Online ads juggernaut DoubleClick has been acquired by search engine colossus Google in an all-cash US$3.1bn deal that will give both companies control over 80pc of online advertising.
The deal, subject to regulatory approval, was announced after the markets closed on Friday and is expected to close by the end of the year.
DoubleClick is understood to have been the subject of a fierce bidding war between Microsoft and Google and the winning bid is three times the amount DoubleClick fetched when it went private in 2005 for US$1.1bn.
The acquisition is the largest in Google’s history, beating the whopping US$1.6bn the search player paid for social networking and entertainment site YouTube.com.
For users, the combined company will deliver an improved experience on the web, by increasing the relevancy and the quality of the ads they see. For online publishers, the combination provides access to new advertisers, which creates a powerful opportunity to monetize their inventory more efficiently.
And Google says that for agencies and advertisers, the combined entity will provide an easy and efficient way to manage both search and display ads in one place. It says they will be able to optimise their ad spending across different online media using a common set of metrics, siliconrepublic.com reports.
Microsoft, the world's largest software maker, said the deal would allow Google to corner the online advertising market and provide them access to a huge amount of information on consumer behavior on the Internet.
"This proposed acquisition raises serious competition and privacy concerns," said Brad Smith, Microsoft senior vice president and general counsel in an e-mail statement.
"We think this merger deserves close scrutiny from regulatory authorities to ensure a competitive online advertising market."
AT&T senior executive vice president of external and legislative affairs Jim Cicconi said on Sunday that Google would be in a position to pick winners and losers in the industry.
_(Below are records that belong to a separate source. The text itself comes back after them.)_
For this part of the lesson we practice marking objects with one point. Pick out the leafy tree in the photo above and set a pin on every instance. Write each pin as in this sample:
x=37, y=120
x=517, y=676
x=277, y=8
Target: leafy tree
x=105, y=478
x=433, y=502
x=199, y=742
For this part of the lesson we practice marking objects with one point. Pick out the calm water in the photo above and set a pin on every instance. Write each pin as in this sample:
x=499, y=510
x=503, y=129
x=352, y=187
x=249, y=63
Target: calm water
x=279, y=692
"If Google becomes the dominant force in terms of Web advertising and becomes the broker, that would be clear evidence of market power and dominant position." Cicconi said.
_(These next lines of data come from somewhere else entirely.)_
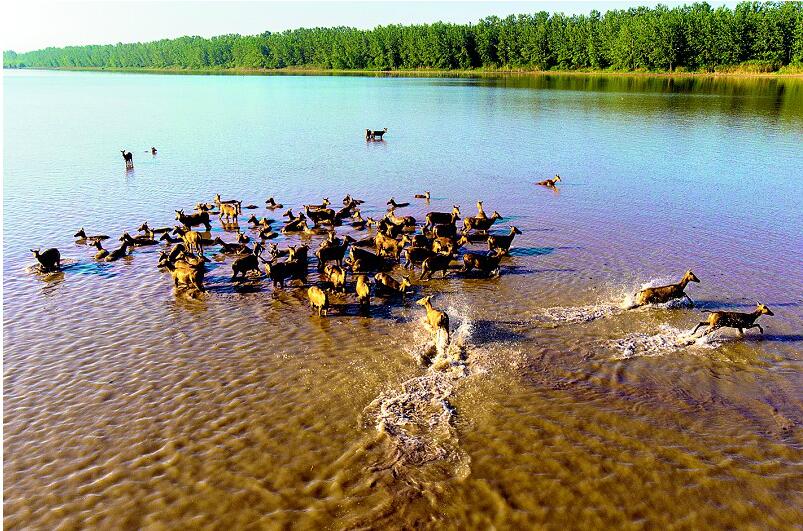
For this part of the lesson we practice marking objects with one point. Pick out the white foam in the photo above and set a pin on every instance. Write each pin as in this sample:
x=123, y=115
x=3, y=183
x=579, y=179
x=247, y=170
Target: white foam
x=667, y=341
Industry analysts said the deal would let Google focus more attention on extending its advertising forces offline -- into the print, television and radio advertising arena, Reuters reports.
Any review of a merger on antitrust grounds begins with a determination of the “relevant market” in which the two companies operate. “That is the first hurdle in case like this,” said Andrew I. Gavil, a law professor at Howard University, “and it looks as if DoubleClick may well be in a nearby, or complementary, market instead of the same market as Google. And then the question will be how easy it is for new entrants to compete in the online advertising markets.”
Microsoft contends that the combined companies will have a stranglehold on the market for distributing ads to Web publishers.
Mr. Schmidt, however, said that Google and DoubleClick are “small components of a much larger advertising market,” and face considerable competition. He added that it is easy to switch to offerings from rivals of Google and DoubleClick, The New York Times reports.
“We understand that we will go through a regulatory process in the United States and Europe now,” Mr. Schmidt said. “Along the way, all these questions will be discussed and debated. And we welcome that.”